A second theme was corruption and collusion, that is, that powerful people behind the scenes were controlling the Hugo Awards in various ways. This theme was repeated many times both in how Larry Correia characterised events (e.g. a brief mention of him in a column by Damien Walters is still characterised by Correia as a hit-piece that involved a secret tip-off to Walters that Correia was a finalist – based not just on zero evidence but active misrepresentation). Other low-evidence conspiracy theories have been promulgated by the Sad Puppies (including at least one about me, weirdly enough). Conspiracy ideation is not exclusive to either left or right but it is always consistent with extremism.

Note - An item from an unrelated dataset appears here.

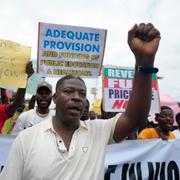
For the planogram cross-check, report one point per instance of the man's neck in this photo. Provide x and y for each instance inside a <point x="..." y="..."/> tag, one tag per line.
<point x="61" y="125"/>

A third related theme was quality of works above author identity as a consideration. Stated as is, I don’t think this is an extreme belief, even though it is simplistic and flawed. However, it comes in two flavours. 1. just as a general principle (i.e. judge works as works seperate from their author) versus 2. a belief that any steps to improve the range and diversity of background of authors leads to a decline in quality.
Which brings me to a fourth theme: that the works nominated for Hugos in recent years were not just aesthetically not to the Puppies taste but that they had declined in quality. The distinction between the two is hazy but inevitably kept returning to the second claim. It wasn’t just that the Hugos were rewarding good books of a kind the Sad Puppies didn’t like (although that’s close to the argument of Sad Puppies 1) but that the works were getting WORSE.
Putting that all together: The Sad Puppy campaign’s politics (whether they thought this through or not) asserted that:
- The Hugo awards
- due to the machinations of a conspiracy
- had increased the diversity of background of finalists
- leading to a decline in quality
The Sad Puppies very much regarded any accusation of racism as a defamatory attack on them. Yet repeatedly the same points kept being raised by them. Whether it was dismissive comments by Larry Correia about other finalists because of their ethnicity or Brad Torgersen repeatedly calling winners the result of “affirmative action”, the implication was clear. They did not believe it was possible for the Hugo Awards to have increased the diversity of finalist *AND* maintained the quality of the nominated works. Note that this wasn’t even a case of maybe the second best novel winning over the first best but that across the board the majority of works had got worse and that people had conspired to do this.
There’s no shortage of political groups that have offered equivalent stories over the years (i.e. hidden conspiracy designed to make things worse for everybody to promote an otherwise marginalised ethnic group) but such groups have ALWAYS been politically extreme.